## BioSentVec

This notebook provides a fundemental introduction to our BioSentVec models. It illustrates   
(1) how to load the model,  
(2) an example function to preprocess sentences,  
(3) an example application that uses the model and  
(4) further resources for using the model more broadly.

### 1. Prequisite

Please download BioSentVec model and install all the related python libraries

In [1]:
import sent2vec
from nltk import word_tokenize
from nltk.corpus import stopwords
from string import punctuation
from scipy.spatial import distance

### 2. Load BioSentVec model

Please specify the location of the BioSentVec model to model_path. It may take a while to load the model at the first time.

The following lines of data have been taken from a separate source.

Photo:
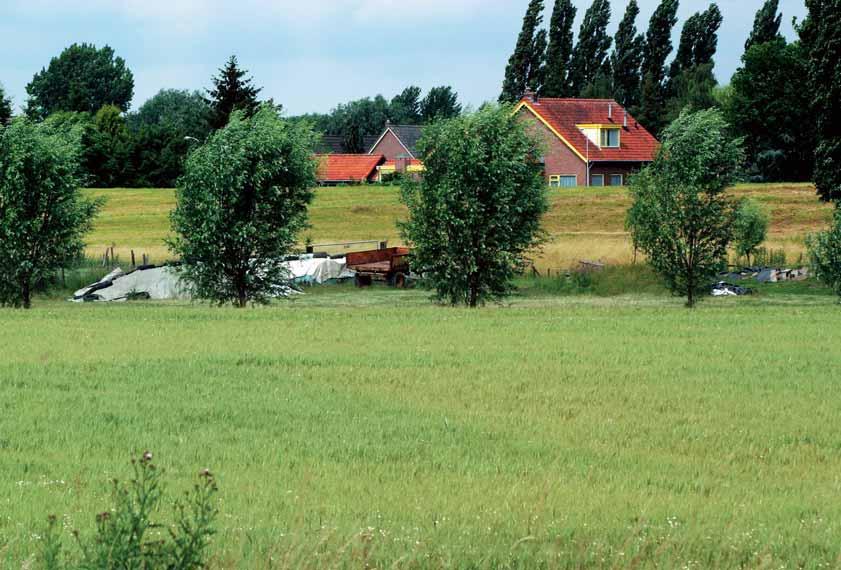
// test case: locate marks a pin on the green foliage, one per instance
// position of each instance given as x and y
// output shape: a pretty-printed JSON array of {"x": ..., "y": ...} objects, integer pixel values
[
  {"x": 825, "y": 254},
  {"x": 440, "y": 103},
  {"x": 773, "y": 113},
  {"x": 681, "y": 217},
  {"x": 43, "y": 216},
  {"x": 626, "y": 59},
  {"x": 590, "y": 55},
  {"x": 523, "y": 65},
  {"x": 476, "y": 212},
  {"x": 821, "y": 37},
  {"x": 241, "y": 204},
  {"x": 232, "y": 91},
  {"x": 766, "y": 25},
  {"x": 657, "y": 47},
  {"x": 81, "y": 79},
  {"x": 559, "y": 50},
  {"x": 128, "y": 537},
  {"x": 750, "y": 228}
]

Download the model from [this location](https://ftp.ncbi.nlm.nih.gov/pub/lu/Suppl/BioSentVec/BioSentVec_PubMed_MIMICIII-bigram_d700.bin) and mention the path of this file in `model_path` where you save the model.



In [None]:
model_path = YOUR_MODEL_LOCATION
model = sent2vec.Sent2vecModel()
try:
    model.load_model(model_path)
except Exception as e:
    print(e)
print('model successfully loaded')

In [None]:
import nltk
nltk.download('punkt')

### 3. Preprocess sentences
There is no one-size-fits-all solution to preprocess sentences. Demonstrating a representative code example as below. This is also consistent with the preprocessing appaorach when we trained BioSentVec models.

In [4]:
stop_words = set(stopwords.words('english'))
def preprocess_sentence(text):
    text = text.replace('/', ' / ')
    text = text.replace('.-', ' .- ')
    text = text.replace('.', ' . ')
    text = text.replace('\'', ' \' ')
    text = text.lower()

    tokens = [token for token in word_tokenize(text) if token not in punctuation and token not in stop_words]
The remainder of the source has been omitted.